Here, we present a comparative analysis of domain calling algorithms using available single-microbe experimental data. We evaluated the algorithms' intra-dataset reproducibility, concordance with other tools and sensitivity to coverage and resolution of contact maps. Using RNA-seq as an example, we showed how orthogonal biological data can be utilized to validate the reliability and significance of annotated domains. We also suggest that in silico simulations of contact maps can be used to choose optimal restriction enzymes and estimate theoretical map resolutions before the experiment. Our results provide guidelines for researchers investigating microbes and microbial communities using high-throughput 3C assays such as Hi-C and 3C-seq.

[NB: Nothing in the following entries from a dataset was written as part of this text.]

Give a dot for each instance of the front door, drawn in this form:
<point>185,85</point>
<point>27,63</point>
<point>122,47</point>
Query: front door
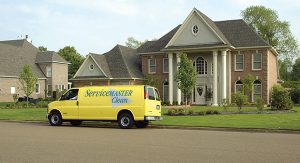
<point>199,94</point>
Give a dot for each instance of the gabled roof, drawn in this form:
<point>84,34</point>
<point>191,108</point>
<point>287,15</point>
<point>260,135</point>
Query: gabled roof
<point>119,62</point>
<point>14,55</point>
<point>49,56</point>
<point>234,33</point>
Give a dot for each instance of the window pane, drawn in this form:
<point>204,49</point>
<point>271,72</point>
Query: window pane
<point>239,66</point>
<point>257,65</point>
<point>166,65</point>
<point>239,58</point>
<point>257,57</point>
<point>151,94</point>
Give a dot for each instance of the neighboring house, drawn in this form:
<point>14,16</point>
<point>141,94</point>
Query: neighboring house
<point>49,67</point>
<point>223,52</point>
<point>120,66</point>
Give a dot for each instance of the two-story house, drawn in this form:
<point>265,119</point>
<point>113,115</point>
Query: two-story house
<point>49,67</point>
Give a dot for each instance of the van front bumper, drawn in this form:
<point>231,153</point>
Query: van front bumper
<point>153,118</point>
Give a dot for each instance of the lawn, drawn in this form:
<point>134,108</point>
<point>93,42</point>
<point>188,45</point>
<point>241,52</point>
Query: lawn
<point>260,121</point>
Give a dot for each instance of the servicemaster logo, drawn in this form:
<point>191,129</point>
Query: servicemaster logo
<point>118,97</point>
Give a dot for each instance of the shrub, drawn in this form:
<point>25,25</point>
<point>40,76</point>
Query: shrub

The code of the analysis is available at https://github.com/magnitov/prokaryotic_cids.
Supplementary data are available at Bioinformatics online.
将全基因组染色体构象捕获(3C)方法应用于原核生物,深入了解了它们基因组的空间组织,并确定了跨生命之树保守的模式,如染色质隔室和接触域。原核基因组的 GC 含量和染色体上限制酶位点的密度存在差异,这表明在规划实验和选择适用于数据处理的软件时,应考虑这些特性。有多种算法可用于分析真核染色质接触图谱,但它们在原核数据中的潜在应用尚未得到评估。
在这里,我们使用现有的单微生物实验数据对结构域调用算法进行了比较分析。我们评估了算法在数据集内的重现性、与其他工具的一致性以及对接触图谱覆盖率和分辨率的敏感性。我们使用 RNA-seq 作为示例,展示了如何利用正交生物数据来验证注释结构域的可靠性和显著性。我们还建议,可以使用接触图谱的计算机模拟来选择最佳的限制性内切酶,并在实验前估计理论图谱分辨率。我们的结果为使用高通量 3C 测定法(如 Hi-C 和 3C-seq)研究微生物和微生物群落的研究人员提供了指导。
分析的代码可在 https://github.com/magnitov/prokaryotic_cids 上获得。
补充数据可在《生物信息学》在线获得。